Monday, March 8, 2010

Week March 7 -March 13


Ior is the sound io

Anglo-Saxon Rune Poem (from

Ior is a river fish and yet it always feeds on land;
it has a fair abode encompassed by water, where it lives in happiness

The rune of this week is Ior, the river-fish. A creature who feeds on land and also lives in water. A life lived in two worlds.

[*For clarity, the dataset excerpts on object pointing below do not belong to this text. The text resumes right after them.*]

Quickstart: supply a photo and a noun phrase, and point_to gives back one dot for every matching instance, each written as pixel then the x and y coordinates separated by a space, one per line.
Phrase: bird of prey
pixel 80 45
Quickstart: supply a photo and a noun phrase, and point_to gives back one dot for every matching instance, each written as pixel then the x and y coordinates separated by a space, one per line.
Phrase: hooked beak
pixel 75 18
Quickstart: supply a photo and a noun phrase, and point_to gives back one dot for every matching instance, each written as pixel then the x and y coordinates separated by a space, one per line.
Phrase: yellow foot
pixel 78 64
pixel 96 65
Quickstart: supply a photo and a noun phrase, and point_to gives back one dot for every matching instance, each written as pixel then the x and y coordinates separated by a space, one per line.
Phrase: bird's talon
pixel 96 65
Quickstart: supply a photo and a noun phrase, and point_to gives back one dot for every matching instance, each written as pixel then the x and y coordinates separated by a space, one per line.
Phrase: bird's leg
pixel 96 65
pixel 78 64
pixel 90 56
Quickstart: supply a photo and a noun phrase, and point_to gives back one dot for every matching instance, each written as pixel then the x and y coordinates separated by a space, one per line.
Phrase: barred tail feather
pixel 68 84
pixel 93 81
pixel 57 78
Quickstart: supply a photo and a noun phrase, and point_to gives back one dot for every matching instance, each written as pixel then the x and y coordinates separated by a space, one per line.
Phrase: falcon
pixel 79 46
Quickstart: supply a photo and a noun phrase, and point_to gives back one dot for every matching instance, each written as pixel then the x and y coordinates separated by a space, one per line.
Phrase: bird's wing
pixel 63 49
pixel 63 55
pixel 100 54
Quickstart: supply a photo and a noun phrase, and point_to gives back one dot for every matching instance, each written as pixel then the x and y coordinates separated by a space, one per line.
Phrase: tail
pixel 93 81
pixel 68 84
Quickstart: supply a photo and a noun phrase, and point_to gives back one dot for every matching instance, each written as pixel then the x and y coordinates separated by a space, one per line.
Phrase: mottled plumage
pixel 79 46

It is a rune of boundaries, and mutability. As boundaries, it defines where one world begins and the other world ends. Property markers, fences, definition are all parts of understanding Ior. On the other hand, the markers, fences are themselves, both parts of either side, and yet also neither side. They are liminal items, and the experience of Ior is one of being a liminal being. Traditional liminal beings of human culture are the transgendered shamans, priests, girl boys, and boy girls, amazons and berdache, In Northern Europe the word often used is Ergi or Argr. They are equally applied to those engaged in religious and spiritual cross dressing, and even acts that cross those boundaries, like same sex orientation, or taking up the role and practices of the opposite sex. Before the modern day, traditional gender roles were often more well defined then current standards, as well as dress and behavior. But in many pre-christian and tribal cultures, they often had a spiritual functionary, and often frequent stories of people who would cross these roles. Even among the Gods, bi-gendered and dual sexual natures, cross dressing, gender shapeshifting, were often occurrences. Ior embodies this nature and takes part of that history. They are liminal beings, and so is Ior, crossing the boundaries that define things, and exisiting within it, as both and as neither. The third mind between self and other is both us and not-us; In, out and the threshold between the two.